- “Extended” charts versus high bearish readings
- Rising 10 year yield
- Inflation concerns versus attractive equity valuation
- Favorable entry point in US Technology
Quick Summary:
Markets might appear extended but investor psychology remains negative. There are opportunities to profit in select themes. While adding stocks on watch list and trimming in select areas. Rising yields is a key macro event and inflation concerns are worth tracking. Continue to favor Tech, Media, Telco, and communication related areas.
Equity Markets:
March 2000 highs in the S&P 500 currently stand at 1552.87, as we closed few points away at 1536.34. In one sense, we have recovered back to those highs after seven years and serves as a “resistance” level. On the other hand, positive influences in the market continue to emerge. Similarly, there are opportunities in areas that peaked in 2000 ie. Large Cap Technology. Once again from a cycle perspective – Technology offers attractive ideas.
Currently, one might assume that the bearish camp is “sick” of fighting the tape but that’s not the case when reviewing sentiment data. Surprisingly, the bearish readings (according to AAII) increased to 48%. Also, Market Vane data points out over 65% bearish reading vs. less than 25% bulls. Therefore, despite what appears to be extended levels, psychological readings have a significant negative bias. I would use this opportunity to buy attractive themes.
At the same time, inflation risks are in the market place. Cost of borrowing is relatively cheap and a stock market upswing with declining currency can taint the euphorically bullish market. These arguments have been laid out by bears for a while and only time will tell.
Historical Perspective: The first week of June during the 3rd year of the Presidential Cycle is the strongest part of a strong month.
Bond Yields / Currency:
In the month of May, the US 10 year yield recovered significantly. A strong run from 4.64% while closing Friday at 4.95%. Similarly, the Canadian dollar surge along with the 10 year yield. An interesting correlation that is worth tracking. Perhaps, foreigners are switching out of the US 10 yr driving prices higher. Also, the marketplace might suggest inflation with the rise of yet another asset class.

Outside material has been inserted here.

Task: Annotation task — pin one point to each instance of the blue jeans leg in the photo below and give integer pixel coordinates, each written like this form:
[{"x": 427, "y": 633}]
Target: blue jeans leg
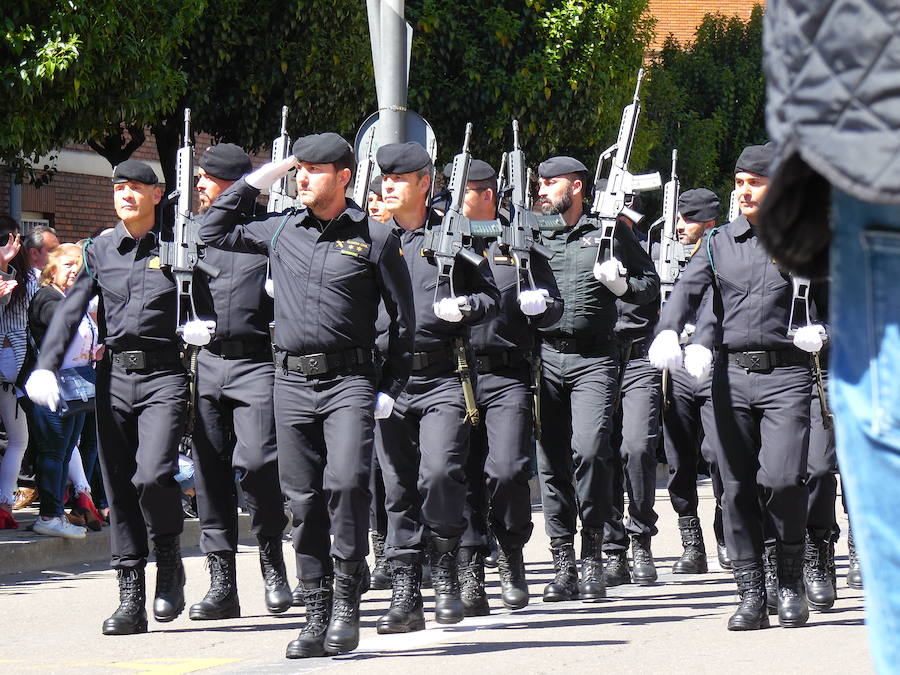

US dollar holding in above a key long-term support level. Further weakness in the Yen as it made new lows. In other words, the downtrend continues.
Commodities:
Crude: Continues to face a strong resistance around $65. Outside of geopolitical forces, maintain a negative/neutral bias going into this summer. Looking for a recovery closer to $60. (near 200 day mva.)
Gold: Near-term entry opportunity closer to 660. Oversold in the near-term but not sure on the upside potential. Poised for recovery in the near-term w/ next exit around 680.
Financials:
REITS last week surged higher driven by takeout events. Regardless, continue to have a negative bias given the run up and lack of sustainability ahead. The faith is tied to macro events.
Again, not favorable to add at this point of the cycle.
Technology:
CSCO- emerging here at oversold levels.
FFIV- With all time highs at $160, stock continues it uptrend from a long-term view. Accumulate closer to $80.
JNPR- Breaking above $24 with next resistance at $28. Attractive entry point.
NT- Climbing out of $24 range with positive momentum.
NTGR-Although extended in the near-term, the longer-term outlook remains positive. Accumulate on pullbacks.
FDRY- Similarly, strong run recently with further pullbacks offering attractive entry points
COMS-Part of the networkers theme. Positive trend building despite choppy trading patterns.
Interesting Take:
This is the very first time in modern history that we've seen a prolonged worldwide interval of equity arbitrage. That's where you borrow money to buy equity, earning more from the equity than you owe in interest on the borrowed money. The arbitrage comes in three forms: corporations buying other corporations for cash, corporations buying some of their own shares for cash and private equity investors buying corporations using mostly borrowed money. The arbitrage has to do with the fact that the earnings yield on equities (earnings divided by price) is often more than the after-tax cost of money (which is, roughly, two-thirds of whatever your long-term interest rate is).